– Вытрите губную помаду,– заметила Элен.
– У меня нет губной помады.
– К черту вашу губную помаду! – заорал комиссар.
– Извините меня, Флоримон. Это не вам.
– Ладно. Вы видели «Крепю»?
– Да.
– Что это значит?
– Что эта Женевьева Левассёр с приветом…
И я объяснил, почему она разрешила опубликовать эту статью.
– Ладно,– сказал Фару.– Я не знал, что и думать… вот баба, которую стараются оградить от неприятностей, и вдруг – хлоп… Публика задаст себе вопрос, почему мы ни разу о ней не упомянули.
– Публика не верит ни одному слову из того, что пишут газеты.
– Ну-у. Статья, подписанная Кове… я предположил, что вы решили затеять свою собственную игру.
– Это не в моем духе.
– Именно поэтому я и забеспокоился,– рассмеялся он.– Я сказал себе: не в духе Нестора Бюрмы затеять свою собственную игру. Нестор Бюрма не станет вести свою собственную игру. Тем более надо напомнить ему об этом. Ясно?
– Эта дама с приветом. Я тут ничего не могу поделать.

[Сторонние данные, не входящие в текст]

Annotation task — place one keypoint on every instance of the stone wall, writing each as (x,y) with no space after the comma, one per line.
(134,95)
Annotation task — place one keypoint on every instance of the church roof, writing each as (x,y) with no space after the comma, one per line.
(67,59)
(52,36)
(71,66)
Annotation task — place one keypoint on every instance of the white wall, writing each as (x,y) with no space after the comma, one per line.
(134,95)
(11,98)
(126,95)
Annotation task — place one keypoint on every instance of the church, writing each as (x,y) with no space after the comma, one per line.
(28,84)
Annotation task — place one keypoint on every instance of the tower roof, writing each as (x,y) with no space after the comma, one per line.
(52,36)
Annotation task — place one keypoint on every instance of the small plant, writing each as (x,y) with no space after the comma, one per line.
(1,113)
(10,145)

– А тем более воспитывать ее. Если она с таким приветом, вы должны составить прекрасную пару. Но ради всего святого! Не заведите ребенка. Все… Кончаем разговор. Однако примите совет: без глупостей, Бюрма.
– Это слово сегодня что-то часто употребляют.

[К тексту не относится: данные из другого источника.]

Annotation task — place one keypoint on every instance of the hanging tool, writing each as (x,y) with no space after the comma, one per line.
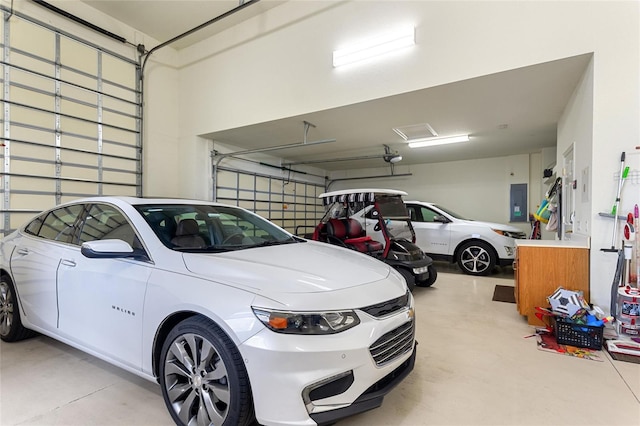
(623,174)
(630,236)
(636,223)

– Может быть, потому что это добро валяется повсюду.
И он повесил трубку. Я позвонил в «Крепюскюль» знаменитому журналисту Марку Кове.
– Опять я,– сказал я ему.
– Это по поводу дела Бирикоса?– насмешливо спросил тот.
– Это по поводу дела Женевьевы Левассёр.
– Обратитесь тогда к нашему специальному выпуску.
– Заткнитесь. У вас этот текст лежит уже несколько дней?
– Может быть.
– Этой ночью в «Сверчке» вы разговаривали о нем с Женевьевой?
– Право…
– Убирайтесь к дьяволу.
– О! Злюка!
Я швырнул трубку.
– Любовные огорчения? – иронически спросила Элен.
– Все с приветом,– ответил я.
– Да, кстати, тут есть письмо от Роже Заваттера…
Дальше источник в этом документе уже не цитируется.